Mein Fazit ist, die F700GS ist ein prima Motorrad, allerdings für kleine Leute. Mir war sie zu klein, da bin ich durch Gesa schon verwöhnt. Daß sie so leise ist, gefällt mir gut, ich - und auch die darauf angesprochenen Fachleute - können sich allerdings keinen echten Reim darauf machen, wieso das so ist.
Ich hatte den Eindruck, daß sie sich tatsächlich noch mal anders fährt als die F650GS (Twin). Die Bremse mit den zwei Scheiben vorne ist auf jeden Fall ein Gewinn. Wer nicht zu groß ist und ein gutes und noch recht günstiges Motorrad sucht, ist mit ihr sicher gut beraten.

Als ich meine Gesa wiederhabe bin ich reichlich froh. Ich habe mir auf jeden Fall das richtige Motorrad ausgesucht. Später bin ich mit ihr noch bei meinem donnerstäglichen Kollegenstammtisch und dort wird sie ordentlich bestaunt.

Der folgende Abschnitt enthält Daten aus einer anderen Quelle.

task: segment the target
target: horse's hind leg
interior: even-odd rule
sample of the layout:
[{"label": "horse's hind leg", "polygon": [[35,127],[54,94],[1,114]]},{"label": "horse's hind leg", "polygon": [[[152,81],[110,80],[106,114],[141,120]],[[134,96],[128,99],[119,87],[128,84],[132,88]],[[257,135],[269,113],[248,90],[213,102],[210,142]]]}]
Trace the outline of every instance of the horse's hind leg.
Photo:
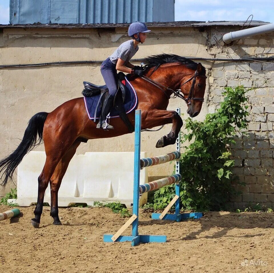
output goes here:
[{"label": "horse's hind leg", "polygon": [[54,225],[62,224],[58,216],[58,191],[62,179],[80,142],[76,141],[58,163],[49,182],[51,186],[51,216],[53,218]]},{"label": "horse's hind leg", "polygon": [[37,204],[34,210],[35,216],[31,220],[31,224],[35,228],[39,228],[40,224],[45,192],[49,184],[51,177],[59,160],[60,158],[56,157],[53,158],[51,156],[47,156],[43,170],[38,178],[38,196]]}]

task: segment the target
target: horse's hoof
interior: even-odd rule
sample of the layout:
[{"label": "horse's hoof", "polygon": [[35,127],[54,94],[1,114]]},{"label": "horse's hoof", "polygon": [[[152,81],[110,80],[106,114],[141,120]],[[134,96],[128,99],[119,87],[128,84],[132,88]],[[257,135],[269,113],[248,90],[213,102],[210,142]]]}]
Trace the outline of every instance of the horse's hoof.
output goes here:
[{"label": "horse's hoof", "polygon": [[55,226],[62,226],[62,223],[61,222],[53,222],[53,224],[55,225]]},{"label": "horse's hoof", "polygon": [[165,144],[164,143],[164,137],[161,137],[157,142],[156,143],[156,148],[162,148],[162,147],[165,146]]},{"label": "horse's hoof", "polygon": [[35,220],[35,219],[32,219],[31,220],[31,223],[32,226],[34,228],[38,228],[39,227],[39,226],[40,225],[40,223],[38,223],[38,222],[37,222]]}]

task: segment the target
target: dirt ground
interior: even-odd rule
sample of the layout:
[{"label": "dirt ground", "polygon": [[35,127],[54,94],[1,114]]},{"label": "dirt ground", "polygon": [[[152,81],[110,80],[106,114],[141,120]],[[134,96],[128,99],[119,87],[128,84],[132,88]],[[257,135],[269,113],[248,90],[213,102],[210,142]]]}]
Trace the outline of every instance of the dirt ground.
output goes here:
[{"label": "dirt ground", "polygon": [[127,220],[108,208],[60,208],[64,224],[55,226],[44,207],[35,229],[34,207],[19,208],[19,217],[0,222],[1,272],[274,272],[273,213],[210,212],[177,223],[152,220],[140,209],[139,234],[168,241],[132,247],[103,242]]}]

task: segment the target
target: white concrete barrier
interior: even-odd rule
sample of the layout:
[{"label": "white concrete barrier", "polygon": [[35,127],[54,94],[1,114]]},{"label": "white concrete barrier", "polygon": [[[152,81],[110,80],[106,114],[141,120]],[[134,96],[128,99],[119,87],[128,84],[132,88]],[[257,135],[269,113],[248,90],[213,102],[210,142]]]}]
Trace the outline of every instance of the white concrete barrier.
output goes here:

Auf dem Nach Hause Weg muss ich allerdings im Dunkeln fahren. Das ist etwas unangenehm, denn jetzt zur Erntezeit wird bis spät in die Nacht das Getreide gemäht. Und somit können auch vermehrt aufgeschreckte Tiere auf der Strasse rumlaufen. Und auf ein Reh auf meinem Schoß - da habe ich so gar keine Lust drauf...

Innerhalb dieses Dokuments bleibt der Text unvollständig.